Tra tante fonti di finanziamento, c’è il rischio di sovrapposizioni progettuali con la possibilità di vanificare gli sforzi, per questo  Rachel Lancry Beaumont, Capo Unità Coter del Comitato delle Regioni, ha esplicitato quella che è la sfida da vincere: gestire in modo efficace le diverse fonti di fondi a disposizione. Razionalizzare, insomma, attraverso una attenta pianificazione.
«Per realizzare la transizione e quindi per esprimere la ratio di questo processo, che è quella di restituire dignità al territorio - ha detto l’assessore all’urbanistica e alla mobilità sostenibile, Mattia Giorno - è necessario che si crei una filiera istituzionale per avere ricadute di questi circa 800 milioni disponibili almeno per i prossimi quindici anni». «Ma è anche importante - ha sottolineato Giorno - non legare il futuro della città al futuro dell’impresa». Di qui la necessità di un «salto di qualità della imprenditoria».
Eppure, quasi come un convitato di pietra, il gigante siderurgico è stato comunque al centro delle attenzioni. Ma in quali termini può coesistere l’acciaieria più grande d’Europa con l’ambizione della città di andare oltre? Una risposta ha provato a darla Elio Sannicandro, direttore di Asset: «Produrre acciaio sostenibile è possibile, l’azienda è considerata strategica e quindi è soggetta ad azione governativa. Ma bisogna sviluppare progettualità per innescare nuovi modelli di sviluppo». L’intoppo è però quello dei lunghi tempi della burocrazia. «Non ci aiuta il fatto che siamo al quarto governo nel giro di qualche anno».
Di fronte a queste difficoltà può accadere che venga smarrita nei cittadini la fiducia nella possibilità di un riscatto sociale ed economico della città. È quanto emerso da una ricerca condotta dalla Università Lumsa, i cui risultati sono stati illustrati da don Antonio Panico, direttore della Lumsa: «Il 26% degli intervistati rientra nella categoria dei rinunciatari,  cioè di coloro che non credono più al riscatto, sono rassegnati; ma c’è un 10,8% di cittadini che possiamo definire innovatori: credono nella crescita e in nuovi paradigmi di sviluppo». Panico ha messo in luce anche quanto sia frastagliato l’universo delle associazioni: «Non si crea rete e molte sono numericamente poco consistenti».
Il professor Francesco De Filippis, delegato del Rettore del Politecnico di Bari, ha invitato ad avere un «approccio olistico, tenendo insieme tutti gli aspetti di questa transizione con una visione di sviluppo a lungo termine».
«Taranto - ha sottolineato il docente - non ha saputo conciliare le diverse città che contiene, per questo oggi è una realtà frammentata e fragile».
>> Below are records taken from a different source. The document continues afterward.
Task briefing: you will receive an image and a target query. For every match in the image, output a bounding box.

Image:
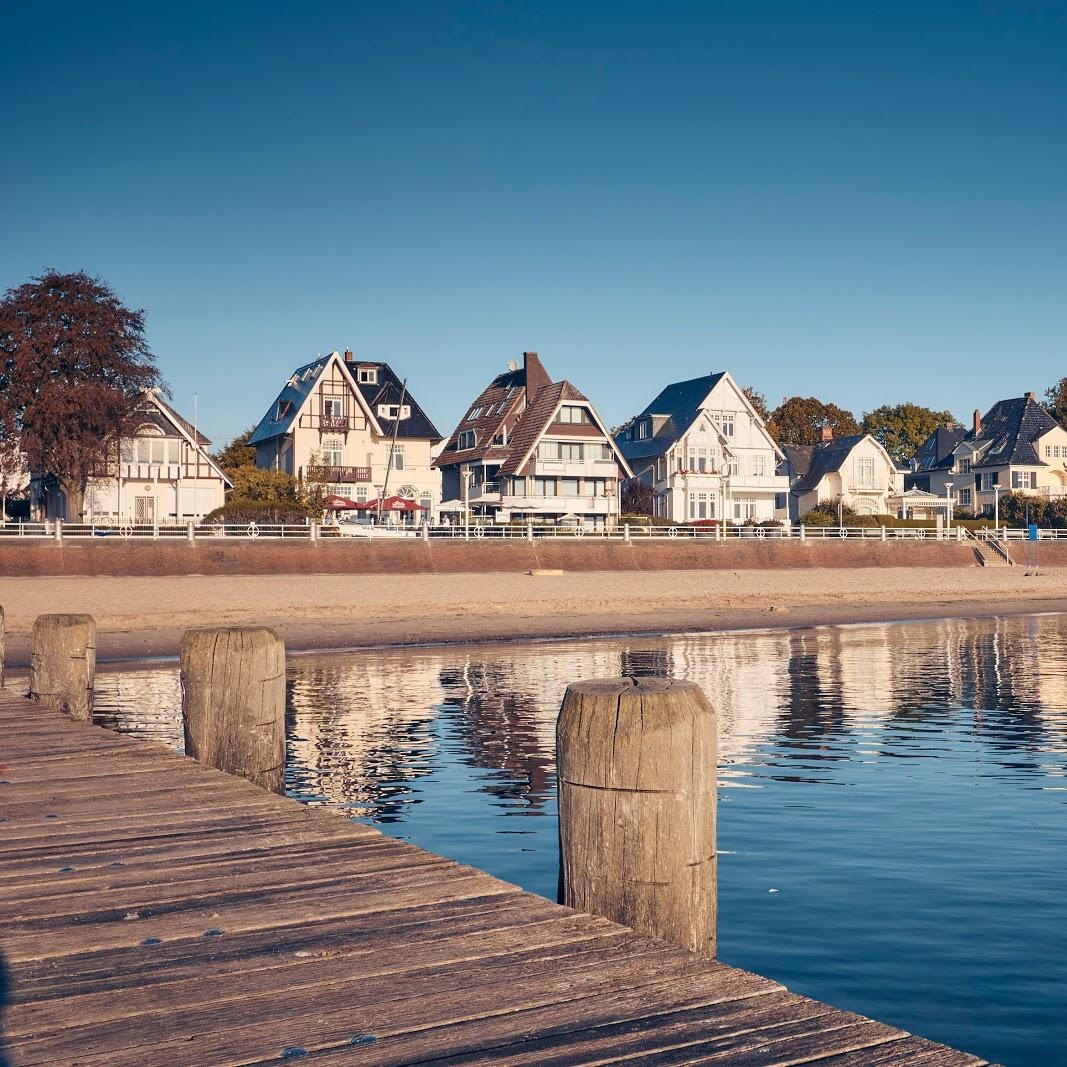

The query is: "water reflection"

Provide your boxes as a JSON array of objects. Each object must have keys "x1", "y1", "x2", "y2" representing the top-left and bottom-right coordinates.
[{"x1": 97, "y1": 616, "x2": 1067, "y2": 1065}]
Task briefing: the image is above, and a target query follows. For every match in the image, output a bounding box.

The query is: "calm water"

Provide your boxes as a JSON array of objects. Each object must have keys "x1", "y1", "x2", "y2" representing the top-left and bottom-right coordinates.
[{"x1": 97, "y1": 616, "x2": 1067, "y2": 1065}]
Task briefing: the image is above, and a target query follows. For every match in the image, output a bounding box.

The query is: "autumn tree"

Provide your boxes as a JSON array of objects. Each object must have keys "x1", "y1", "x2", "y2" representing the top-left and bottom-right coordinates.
[
  {"x1": 861, "y1": 403, "x2": 955, "y2": 463},
  {"x1": 767, "y1": 397, "x2": 860, "y2": 445},
  {"x1": 742, "y1": 385, "x2": 770, "y2": 423},
  {"x1": 0, "y1": 270, "x2": 160, "y2": 516},
  {"x1": 211, "y1": 426, "x2": 256, "y2": 474},
  {"x1": 1045, "y1": 378, "x2": 1067, "y2": 430}
]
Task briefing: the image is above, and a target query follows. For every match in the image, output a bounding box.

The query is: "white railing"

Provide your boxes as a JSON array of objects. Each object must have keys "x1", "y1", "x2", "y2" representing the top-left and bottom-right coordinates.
[{"x1": 0, "y1": 520, "x2": 1067, "y2": 543}]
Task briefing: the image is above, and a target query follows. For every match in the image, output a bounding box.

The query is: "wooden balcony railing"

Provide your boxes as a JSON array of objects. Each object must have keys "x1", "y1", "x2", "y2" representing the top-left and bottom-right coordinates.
[{"x1": 307, "y1": 465, "x2": 370, "y2": 483}]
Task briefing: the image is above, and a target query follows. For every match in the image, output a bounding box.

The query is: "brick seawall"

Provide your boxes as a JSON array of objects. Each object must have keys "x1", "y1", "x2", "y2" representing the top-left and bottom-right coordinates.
[{"x1": 0, "y1": 539, "x2": 998, "y2": 577}]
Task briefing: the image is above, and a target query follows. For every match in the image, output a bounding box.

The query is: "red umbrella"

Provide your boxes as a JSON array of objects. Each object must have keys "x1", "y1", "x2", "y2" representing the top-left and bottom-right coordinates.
[{"x1": 322, "y1": 495, "x2": 360, "y2": 511}]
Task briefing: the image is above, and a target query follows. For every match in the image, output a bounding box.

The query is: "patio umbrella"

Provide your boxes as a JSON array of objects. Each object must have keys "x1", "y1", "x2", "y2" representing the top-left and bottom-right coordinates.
[{"x1": 322, "y1": 494, "x2": 360, "y2": 511}]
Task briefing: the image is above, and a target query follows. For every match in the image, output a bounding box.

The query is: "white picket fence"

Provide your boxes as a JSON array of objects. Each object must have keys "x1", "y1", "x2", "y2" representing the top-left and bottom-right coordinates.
[{"x1": 0, "y1": 520, "x2": 1049, "y2": 543}]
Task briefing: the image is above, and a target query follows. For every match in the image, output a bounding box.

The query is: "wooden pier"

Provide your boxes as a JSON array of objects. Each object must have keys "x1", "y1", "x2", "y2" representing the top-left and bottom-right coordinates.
[{"x1": 0, "y1": 680, "x2": 983, "y2": 1067}]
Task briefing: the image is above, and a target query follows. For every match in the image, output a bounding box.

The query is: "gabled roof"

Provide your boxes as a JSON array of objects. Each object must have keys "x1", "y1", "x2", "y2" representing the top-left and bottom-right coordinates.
[
  {"x1": 965, "y1": 394, "x2": 1060, "y2": 468},
  {"x1": 249, "y1": 355, "x2": 330, "y2": 445},
  {"x1": 249, "y1": 352, "x2": 441, "y2": 445},
  {"x1": 355, "y1": 360, "x2": 441, "y2": 442},
  {"x1": 785, "y1": 433, "x2": 874, "y2": 493},
  {"x1": 615, "y1": 370, "x2": 726, "y2": 461},
  {"x1": 433, "y1": 352, "x2": 552, "y2": 466},
  {"x1": 915, "y1": 426, "x2": 967, "y2": 471}
]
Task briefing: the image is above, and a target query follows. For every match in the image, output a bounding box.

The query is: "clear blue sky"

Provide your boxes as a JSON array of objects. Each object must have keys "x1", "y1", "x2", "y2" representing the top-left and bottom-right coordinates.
[{"x1": 0, "y1": 0, "x2": 1067, "y2": 441}]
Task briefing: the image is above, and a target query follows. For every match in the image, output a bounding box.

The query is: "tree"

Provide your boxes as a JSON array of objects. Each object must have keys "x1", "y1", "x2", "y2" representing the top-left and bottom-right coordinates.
[
  {"x1": 211, "y1": 426, "x2": 256, "y2": 474},
  {"x1": 767, "y1": 397, "x2": 860, "y2": 445},
  {"x1": 862, "y1": 403, "x2": 955, "y2": 463},
  {"x1": 742, "y1": 385, "x2": 770, "y2": 423},
  {"x1": 619, "y1": 478, "x2": 656, "y2": 515},
  {"x1": 0, "y1": 270, "x2": 160, "y2": 516},
  {"x1": 1045, "y1": 378, "x2": 1067, "y2": 430}
]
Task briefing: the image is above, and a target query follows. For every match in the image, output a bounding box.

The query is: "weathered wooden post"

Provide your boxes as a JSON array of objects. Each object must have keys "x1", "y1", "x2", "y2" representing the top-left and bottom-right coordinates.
[
  {"x1": 178, "y1": 626, "x2": 285, "y2": 795},
  {"x1": 556, "y1": 678, "x2": 717, "y2": 958},
  {"x1": 30, "y1": 615, "x2": 96, "y2": 722}
]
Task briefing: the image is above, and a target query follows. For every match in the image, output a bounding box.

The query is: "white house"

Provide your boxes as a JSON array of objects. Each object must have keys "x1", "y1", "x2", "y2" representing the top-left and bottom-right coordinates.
[
  {"x1": 616, "y1": 371, "x2": 790, "y2": 523},
  {"x1": 249, "y1": 351, "x2": 441, "y2": 520},
  {"x1": 907, "y1": 393, "x2": 1067, "y2": 514},
  {"x1": 30, "y1": 389, "x2": 229, "y2": 525},
  {"x1": 785, "y1": 427, "x2": 904, "y2": 522},
  {"x1": 435, "y1": 352, "x2": 631, "y2": 529}
]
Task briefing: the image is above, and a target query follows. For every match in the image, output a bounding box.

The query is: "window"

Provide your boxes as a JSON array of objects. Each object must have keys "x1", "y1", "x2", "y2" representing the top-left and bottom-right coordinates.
[
  {"x1": 556, "y1": 404, "x2": 592, "y2": 425},
  {"x1": 322, "y1": 437, "x2": 345, "y2": 466}
]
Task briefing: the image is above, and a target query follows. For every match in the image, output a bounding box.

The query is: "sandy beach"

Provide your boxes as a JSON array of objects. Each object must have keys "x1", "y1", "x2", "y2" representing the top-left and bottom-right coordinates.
[{"x1": 0, "y1": 567, "x2": 1067, "y2": 667}]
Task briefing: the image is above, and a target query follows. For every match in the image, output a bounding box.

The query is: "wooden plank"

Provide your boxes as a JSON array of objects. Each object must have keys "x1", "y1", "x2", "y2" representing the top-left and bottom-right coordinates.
[{"x1": 0, "y1": 692, "x2": 981, "y2": 1067}]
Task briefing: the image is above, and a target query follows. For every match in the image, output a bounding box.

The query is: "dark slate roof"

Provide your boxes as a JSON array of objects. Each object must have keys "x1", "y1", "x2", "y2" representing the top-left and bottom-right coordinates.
[
  {"x1": 791, "y1": 433, "x2": 866, "y2": 493},
  {"x1": 434, "y1": 352, "x2": 552, "y2": 467},
  {"x1": 615, "y1": 370, "x2": 724, "y2": 463},
  {"x1": 355, "y1": 360, "x2": 442, "y2": 442},
  {"x1": 249, "y1": 355, "x2": 330, "y2": 445},
  {"x1": 915, "y1": 426, "x2": 967, "y2": 473},
  {"x1": 249, "y1": 353, "x2": 441, "y2": 445},
  {"x1": 965, "y1": 396, "x2": 1058, "y2": 468}
]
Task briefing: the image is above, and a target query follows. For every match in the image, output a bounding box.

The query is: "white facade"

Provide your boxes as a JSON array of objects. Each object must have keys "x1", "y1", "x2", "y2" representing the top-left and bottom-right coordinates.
[
  {"x1": 251, "y1": 352, "x2": 441, "y2": 521},
  {"x1": 622, "y1": 373, "x2": 790, "y2": 524},
  {"x1": 31, "y1": 389, "x2": 229, "y2": 525},
  {"x1": 790, "y1": 433, "x2": 904, "y2": 521}
]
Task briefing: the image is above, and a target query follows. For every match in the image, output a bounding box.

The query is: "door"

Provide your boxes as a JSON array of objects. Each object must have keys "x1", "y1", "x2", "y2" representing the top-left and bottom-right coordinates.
[{"x1": 133, "y1": 496, "x2": 156, "y2": 526}]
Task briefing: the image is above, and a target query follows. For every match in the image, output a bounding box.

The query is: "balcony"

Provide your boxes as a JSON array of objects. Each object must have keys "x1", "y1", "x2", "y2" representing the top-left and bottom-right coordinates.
[
  {"x1": 304, "y1": 464, "x2": 370, "y2": 484},
  {"x1": 319, "y1": 412, "x2": 349, "y2": 433}
]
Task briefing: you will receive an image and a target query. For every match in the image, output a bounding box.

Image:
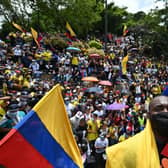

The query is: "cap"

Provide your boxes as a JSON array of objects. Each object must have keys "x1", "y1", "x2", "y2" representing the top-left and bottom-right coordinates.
[{"x1": 75, "y1": 111, "x2": 83, "y2": 118}]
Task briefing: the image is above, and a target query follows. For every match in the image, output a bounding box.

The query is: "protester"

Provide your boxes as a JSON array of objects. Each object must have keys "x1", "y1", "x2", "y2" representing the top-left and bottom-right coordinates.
[
  {"x1": 106, "y1": 96, "x2": 168, "y2": 168},
  {"x1": 0, "y1": 32, "x2": 168, "y2": 168}
]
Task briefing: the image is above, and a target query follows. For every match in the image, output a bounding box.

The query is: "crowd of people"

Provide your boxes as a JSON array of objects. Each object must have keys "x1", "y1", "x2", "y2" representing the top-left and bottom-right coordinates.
[{"x1": 0, "y1": 32, "x2": 168, "y2": 168}]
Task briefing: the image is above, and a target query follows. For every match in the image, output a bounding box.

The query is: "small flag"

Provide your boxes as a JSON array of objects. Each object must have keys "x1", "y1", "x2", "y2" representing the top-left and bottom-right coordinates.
[
  {"x1": 12, "y1": 22, "x2": 25, "y2": 33},
  {"x1": 123, "y1": 25, "x2": 128, "y2": 36},
  {"x1": 66, "y1": 22, "x2": 76, "y2": 37},
  {"x1": 106, "y1": 120, "x2": 160, "y2": 168},
  {"x1": 31, "y1": 27, "x2": 40, "y2": 47},
  {"x1": 0, "y1": 85, "x2": 83, "y2": 168},
  {"x1": 162, "y1": 86, "x2": 168, "y2": 96},
  {"x1": 121, "y1": 55, "x2": 128, "y2": 75}
]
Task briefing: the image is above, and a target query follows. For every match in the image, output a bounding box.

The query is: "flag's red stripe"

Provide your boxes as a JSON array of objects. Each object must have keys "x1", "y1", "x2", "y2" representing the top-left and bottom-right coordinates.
[{"x1": 0, "y1": 129, "x2": 53, "y2": 168}]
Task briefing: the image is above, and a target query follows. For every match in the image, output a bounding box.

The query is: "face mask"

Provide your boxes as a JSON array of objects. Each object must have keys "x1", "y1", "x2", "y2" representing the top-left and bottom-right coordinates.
[{"x1": 150, "y1": 112, "x2": 168, "y2": 137}]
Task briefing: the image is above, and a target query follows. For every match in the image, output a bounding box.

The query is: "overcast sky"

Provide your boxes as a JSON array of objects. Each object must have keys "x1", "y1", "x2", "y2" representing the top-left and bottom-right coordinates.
[{"x1": 107, "y1": 0, "x2": 163, "y2": 13}]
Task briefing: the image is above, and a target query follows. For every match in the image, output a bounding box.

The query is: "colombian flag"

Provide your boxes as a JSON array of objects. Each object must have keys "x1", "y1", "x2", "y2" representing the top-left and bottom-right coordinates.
[
  {"x1": 31, "y1": 27, "x2": 40, "y2": 47},
  {"x1": 12, "y1": 22, "x2": 25, "y2": 33},
  {"x1": 121, "y1": 55, "x2": 128, "y2": 75},
  {"x1": 0, "y1": 85, "x2": 83, "y2": 168},
  {"x1": 66, "y1": 22, "x2": 76, "y2": 37},
  {"x1": 106, "y1": 120, "x2": 160, "y2": 168},
  {"x1": 123, "y1": 25, "x2": 128, "y2": 36}
]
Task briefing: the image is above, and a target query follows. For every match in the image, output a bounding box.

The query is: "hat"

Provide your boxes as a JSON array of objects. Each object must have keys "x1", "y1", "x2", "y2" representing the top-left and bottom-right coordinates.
[
  {"x1": 97, "y1": 104, "x2": 102, "y2": 107},
  {"x1": 162, "y1": 86, "x2": 168, "y2": 96},
  {"x1": 75, "y1": 111, "x2": 83, "y2": 119},
  {"x1": 99, "y1": 132, "x2": 106, "y2": 138}
]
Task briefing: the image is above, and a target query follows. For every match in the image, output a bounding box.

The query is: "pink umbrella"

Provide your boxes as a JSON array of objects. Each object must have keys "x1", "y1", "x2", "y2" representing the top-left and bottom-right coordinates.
[
  {"x1": 89, "y1": 53, "x2": 100, "y2": 58},
  {"x1": 99, "y1": 80, "x2": 112, "y2": 86},
  {"x1": 82, "y1": 76, "x2": 99, "y2": 82},
  {"x1": 106, "y1": 103, "x2": 129, "y2": 110}
]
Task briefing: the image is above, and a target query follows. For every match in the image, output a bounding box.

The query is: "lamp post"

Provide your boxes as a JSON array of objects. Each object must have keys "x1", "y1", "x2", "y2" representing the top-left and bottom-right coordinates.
[{"x1": 104, "y1": 0, "x2": 108, "y2": 52}]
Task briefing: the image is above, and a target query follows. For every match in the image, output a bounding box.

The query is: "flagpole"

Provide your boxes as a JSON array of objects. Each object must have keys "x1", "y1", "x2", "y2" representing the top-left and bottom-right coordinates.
[{"x1": 104, "y1": 0, "x2": 108, "y2": 52}]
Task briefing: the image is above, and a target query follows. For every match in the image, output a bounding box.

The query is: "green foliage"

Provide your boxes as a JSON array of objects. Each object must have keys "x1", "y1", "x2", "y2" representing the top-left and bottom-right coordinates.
[{"x1": 88, "y1": 40, "x2": 102, "y2": 49}]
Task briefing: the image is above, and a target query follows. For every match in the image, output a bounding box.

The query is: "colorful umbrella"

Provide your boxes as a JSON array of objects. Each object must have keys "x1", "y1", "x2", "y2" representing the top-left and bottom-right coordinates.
[
  {"x1": 82, "y1": 76, "x2": 99, "y2": 82},
  {"x1": 99, "y1": 80, "x2": 112, "y2": 86},
  {"x1": 106, "y1": 103, "x2": 128, "y2": 110},
  {"x1": 85, "y1": 87, "x2": 103, "y2": 93},
  {"x1": 89, "y1": 53, "x2": 100, "y2": 58},
  {"x1": 66, "y1": 47, "x2": 81, "y2": 52}
]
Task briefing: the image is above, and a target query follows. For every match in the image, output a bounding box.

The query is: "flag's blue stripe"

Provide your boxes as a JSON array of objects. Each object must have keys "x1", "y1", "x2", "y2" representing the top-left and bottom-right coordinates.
[{"x1": 15, "y1": 111, "x2": 78, "y2": 168}]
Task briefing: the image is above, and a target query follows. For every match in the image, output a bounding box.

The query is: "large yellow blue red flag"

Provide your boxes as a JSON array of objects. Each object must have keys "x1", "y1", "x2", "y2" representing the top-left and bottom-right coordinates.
[
  {"x1": 106, "y1": 120, "x2": 160, "y2": 168},
  {"x1": 0, "y1": 85, "x2": 83, "y2": 168},
  {"x1": 12, "y1": 22, "x2": 25, "y2": 33},
  {"x1": 66, "y1": 22, "x2": 76, "y2": 37},
  {"x1": 121, "y1": 55, "x2": 128, "y2": 75},
  {"x1": 31, "y1": 27, "x2": 40, "y2": 47}
]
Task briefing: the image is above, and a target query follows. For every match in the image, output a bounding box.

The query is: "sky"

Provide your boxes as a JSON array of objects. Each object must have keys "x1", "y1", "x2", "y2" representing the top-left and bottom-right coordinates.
[{"x1": 107, "y1": 0, "x2": 164, "y2": 13}]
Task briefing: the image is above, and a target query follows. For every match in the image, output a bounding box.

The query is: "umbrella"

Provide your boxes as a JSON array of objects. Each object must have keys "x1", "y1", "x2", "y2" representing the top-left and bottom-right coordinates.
[
  {"x1": 82, "y1": 76, "x2": 99, "y2": 82},
  {"x1": 106, "y1": 103, "x2": 128, "y2": 110},
  {"x1": 85, "y1": 87, "x2": 103, "y2": 93},
  {"x1": 89, "y1": 53, "x2": 100, "y2": 58},
  {"x1": 130, "y1": 48, "x2": 138, "y2": 52},
  {"x1": 66, "y1": 47, "x2": 81, "y2": 52},
  {"x1": 99, "y1": 80, "x2": 112, "y2": 86},
  {"x1": 112, "y1": 65, "x2": 120, "y2": 70}
]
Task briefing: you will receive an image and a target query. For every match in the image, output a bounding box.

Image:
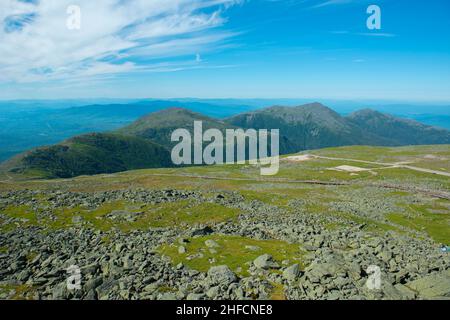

Le conclusioni affidate all’europarlamentare Rosa D’Amato: «I progetti e i soldi ci sono. Ora vanno realizzate le opere e i soldi vanno spesi bene, perché queste sono responsabilità che ricadranno sui nostri figli».
Nel suo appassionato intervento l’onorevole D’Amato ha ricordato, a proposito delle soluzioni tecnologiche per lo stabilimento siderurgico, che le ricerche condotte in Svezia per produrre acciaio autenticamente verde indicano come data di possibile raggiungimento di questo obiettivo il 2045. «Ma noi - ha concluso  - non possiamo più aspettare e non un euro dei fondi disponibili deve finire per sostenere produzioni fossili».
In definitiva, un confronto utile nel quale sono affiorate, sì, le diversità dei punti di vista, ma più di ogni altra cosa, è emersa la volontà comune di costruire una nuova Taranto. E su questo obiettivo bisogna lavorare, attraverso reti di ascolto e relazioni, per superare conflittualità e giungere ad una sintesi di visione che proietti davvero Taranto nel futuro.